If it writes an essay about walking, you’ve just learned the most important thing about GPT-5.4: it’s brilliant at structured tasks and confidently wrong at simple judgment calls.

Use it for the first thing. Don’t use it for the second.

Is GPT-5.4 actually better than GPT-5.2?

Yes, for professional work. 33% fewer factual errors, 47% more token-efficient, better at spreadsheets and tool use. But it over-reasons simple questions and burns rate limits faster. If you’re doing knowledge work or quantitative analysis, upgrade. If you’re using it for casual chat, stick with GPT-5.3 Instant.

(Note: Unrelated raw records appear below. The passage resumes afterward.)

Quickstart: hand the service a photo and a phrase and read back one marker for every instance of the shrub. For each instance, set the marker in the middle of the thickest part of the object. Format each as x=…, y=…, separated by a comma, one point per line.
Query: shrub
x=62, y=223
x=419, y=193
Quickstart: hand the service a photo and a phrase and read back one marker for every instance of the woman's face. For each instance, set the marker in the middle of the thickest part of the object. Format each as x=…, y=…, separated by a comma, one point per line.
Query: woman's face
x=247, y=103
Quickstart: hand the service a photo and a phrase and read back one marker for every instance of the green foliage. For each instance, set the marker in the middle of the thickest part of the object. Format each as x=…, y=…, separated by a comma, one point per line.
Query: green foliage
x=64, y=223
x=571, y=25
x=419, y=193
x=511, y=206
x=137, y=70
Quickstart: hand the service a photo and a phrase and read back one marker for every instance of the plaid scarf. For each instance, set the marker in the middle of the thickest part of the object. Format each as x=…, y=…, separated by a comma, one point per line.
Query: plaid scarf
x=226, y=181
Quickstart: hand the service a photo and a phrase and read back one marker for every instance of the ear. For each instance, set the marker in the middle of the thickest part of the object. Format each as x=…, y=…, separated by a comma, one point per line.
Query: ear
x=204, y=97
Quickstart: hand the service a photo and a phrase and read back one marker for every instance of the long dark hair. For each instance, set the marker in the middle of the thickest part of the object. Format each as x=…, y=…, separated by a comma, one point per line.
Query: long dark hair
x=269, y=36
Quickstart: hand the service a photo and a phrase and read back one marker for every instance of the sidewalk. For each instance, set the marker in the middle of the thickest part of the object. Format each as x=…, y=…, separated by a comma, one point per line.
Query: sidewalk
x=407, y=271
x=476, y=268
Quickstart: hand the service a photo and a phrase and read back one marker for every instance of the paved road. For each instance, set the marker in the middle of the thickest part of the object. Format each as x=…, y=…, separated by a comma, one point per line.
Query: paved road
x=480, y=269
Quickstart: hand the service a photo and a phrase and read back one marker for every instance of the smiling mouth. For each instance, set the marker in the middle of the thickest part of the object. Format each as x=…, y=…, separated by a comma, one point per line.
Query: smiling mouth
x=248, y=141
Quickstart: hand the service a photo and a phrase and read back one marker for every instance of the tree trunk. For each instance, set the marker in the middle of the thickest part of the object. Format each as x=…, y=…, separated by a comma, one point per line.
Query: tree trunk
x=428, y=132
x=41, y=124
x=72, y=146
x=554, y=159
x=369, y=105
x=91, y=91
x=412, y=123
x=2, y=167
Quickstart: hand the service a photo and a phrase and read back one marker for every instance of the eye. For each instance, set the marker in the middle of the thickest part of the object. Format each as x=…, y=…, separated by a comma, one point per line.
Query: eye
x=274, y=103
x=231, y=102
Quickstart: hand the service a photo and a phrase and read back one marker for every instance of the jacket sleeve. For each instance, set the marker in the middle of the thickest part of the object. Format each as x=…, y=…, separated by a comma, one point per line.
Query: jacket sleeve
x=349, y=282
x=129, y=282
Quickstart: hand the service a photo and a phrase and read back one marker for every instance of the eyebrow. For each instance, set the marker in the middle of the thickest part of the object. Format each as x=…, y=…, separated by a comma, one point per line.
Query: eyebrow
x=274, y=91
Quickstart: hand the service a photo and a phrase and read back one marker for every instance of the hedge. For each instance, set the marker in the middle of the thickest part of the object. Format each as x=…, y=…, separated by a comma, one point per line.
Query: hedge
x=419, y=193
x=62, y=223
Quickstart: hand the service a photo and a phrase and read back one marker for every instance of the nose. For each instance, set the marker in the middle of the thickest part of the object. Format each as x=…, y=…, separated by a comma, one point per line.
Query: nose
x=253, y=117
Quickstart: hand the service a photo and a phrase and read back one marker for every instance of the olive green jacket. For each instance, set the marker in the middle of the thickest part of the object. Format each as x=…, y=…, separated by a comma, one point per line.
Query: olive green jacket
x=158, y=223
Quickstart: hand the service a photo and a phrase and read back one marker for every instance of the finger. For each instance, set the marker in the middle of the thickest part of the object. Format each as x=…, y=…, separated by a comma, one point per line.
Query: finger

What’s the real context limit I can trust?

About 800K tokens. The 1M window is real, but retrieval accuracy drops 15-20% for content past 800K. Plus, anything over 272K doubles your input cost and counts 2x against rate limits. For production use, design around 272K as the practical ceiling unless you’re willing to pay the surcharge.

Why does GPT-5.4 use up my rate limits so much faster?

Nobody knows. GitHub issue #13609 reports Pro users hitting caps with single-instance workloads that never capped on GPT-5.3-Codex. OpenAI hasn’t explained it. Current theory: the reasoning tokens (internal chain-of-thought) count toward usage even though you don’t see them in the output. Test with reasoning.effort set to low and see if it helps.